A torrent of emotions swamped Will—remorse, dread, fear, and an overwhelming sense of loss that bore down on him like a hurricane. He drew back into his quarters and leaned against the wall. His legs folded beneath him, too weak to hold the weight of his emptiness and the loss in his heart.

“She’s gone.” Will stumbled into Doctor Miller’s quarters some time later.

It might have been an hour or it might have been a day. He would never know how long he remained propped against the wall of his empty quarters, as lost to time as Amanda was to him. Even now, the world about him, his ship, his men, the doctor seemed unreal. Trying to focus on the wavering forms was like trying to seize the remnants of a dying dream.

He teetered and grasped a support beam just in time to keep from toppling forward. Through vision that had grown blurry, he saw the doctor’s face. Confusion mixed with concern puckered the brow above his nose. The doctor helped him to a chair, then turned and spoke to someone standing nearby. The words were garbled as though they traveled through water before reaching Will’s ears.
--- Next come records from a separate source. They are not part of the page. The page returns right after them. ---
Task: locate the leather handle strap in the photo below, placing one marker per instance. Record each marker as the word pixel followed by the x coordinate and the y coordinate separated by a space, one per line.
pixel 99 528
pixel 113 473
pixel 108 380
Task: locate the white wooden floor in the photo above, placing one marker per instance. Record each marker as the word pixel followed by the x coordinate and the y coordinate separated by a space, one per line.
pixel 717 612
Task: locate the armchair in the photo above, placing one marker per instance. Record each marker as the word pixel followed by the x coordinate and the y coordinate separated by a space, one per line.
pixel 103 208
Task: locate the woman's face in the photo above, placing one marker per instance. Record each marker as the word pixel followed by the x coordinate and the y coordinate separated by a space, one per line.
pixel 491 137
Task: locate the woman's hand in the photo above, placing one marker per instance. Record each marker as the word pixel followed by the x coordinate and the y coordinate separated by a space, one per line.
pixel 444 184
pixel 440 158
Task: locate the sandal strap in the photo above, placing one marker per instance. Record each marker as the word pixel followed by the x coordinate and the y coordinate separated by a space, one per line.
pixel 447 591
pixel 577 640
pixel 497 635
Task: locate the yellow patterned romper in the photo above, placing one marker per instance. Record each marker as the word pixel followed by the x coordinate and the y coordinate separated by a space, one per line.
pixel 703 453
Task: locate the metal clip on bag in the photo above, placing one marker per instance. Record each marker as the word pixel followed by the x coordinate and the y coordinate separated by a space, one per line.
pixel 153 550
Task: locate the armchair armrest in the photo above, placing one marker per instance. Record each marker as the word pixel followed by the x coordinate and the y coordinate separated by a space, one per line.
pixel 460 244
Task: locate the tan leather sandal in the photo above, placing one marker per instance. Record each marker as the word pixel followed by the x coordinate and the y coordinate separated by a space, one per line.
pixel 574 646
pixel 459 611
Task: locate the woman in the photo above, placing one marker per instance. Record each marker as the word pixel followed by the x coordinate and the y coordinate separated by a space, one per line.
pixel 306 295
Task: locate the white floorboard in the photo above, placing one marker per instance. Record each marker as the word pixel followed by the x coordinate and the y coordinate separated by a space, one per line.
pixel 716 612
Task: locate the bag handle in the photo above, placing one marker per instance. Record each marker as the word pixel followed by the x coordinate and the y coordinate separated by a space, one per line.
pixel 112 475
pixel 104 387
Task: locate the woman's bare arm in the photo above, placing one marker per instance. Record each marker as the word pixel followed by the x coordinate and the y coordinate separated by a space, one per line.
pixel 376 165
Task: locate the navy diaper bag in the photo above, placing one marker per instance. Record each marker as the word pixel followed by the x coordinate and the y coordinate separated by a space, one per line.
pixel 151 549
A moment later, Doctor Miller tried to hand him a glass half-filled with a tawny liquid. Will reached for it, but he had little strength left. He only managed to raise his arm a few inches before the energy left him and his arm fell to hang limply at his side.

A warm hand curled his fingers around the glass. Then the hand moved the glass closer until Will could smell the buttery warmth of the liquid. He gazed into the glass for several seconds, then downed it in one gulp. The last of his strength spent, he let his hand fall to his side. The glass dropped from his limp fingers and rolled into a corner, a casualty of the battle raging in the captain’s soul.

Will’s hazy world wobbled for a moment then stilled. Then it wobbled again.

He wanted to lash out at whatever tormented force would not allow him to slip into a mindless oblivion. He longed for the dark emptiness that would ease the crushing pressure around his heart.

Once more, the room swam in front of his eyes, but this time he registered a slight force against his shoulder. Will tried to raise his hand to swat it away, but found he lacked the strength. Mustering what little remained, he managed to turn his head.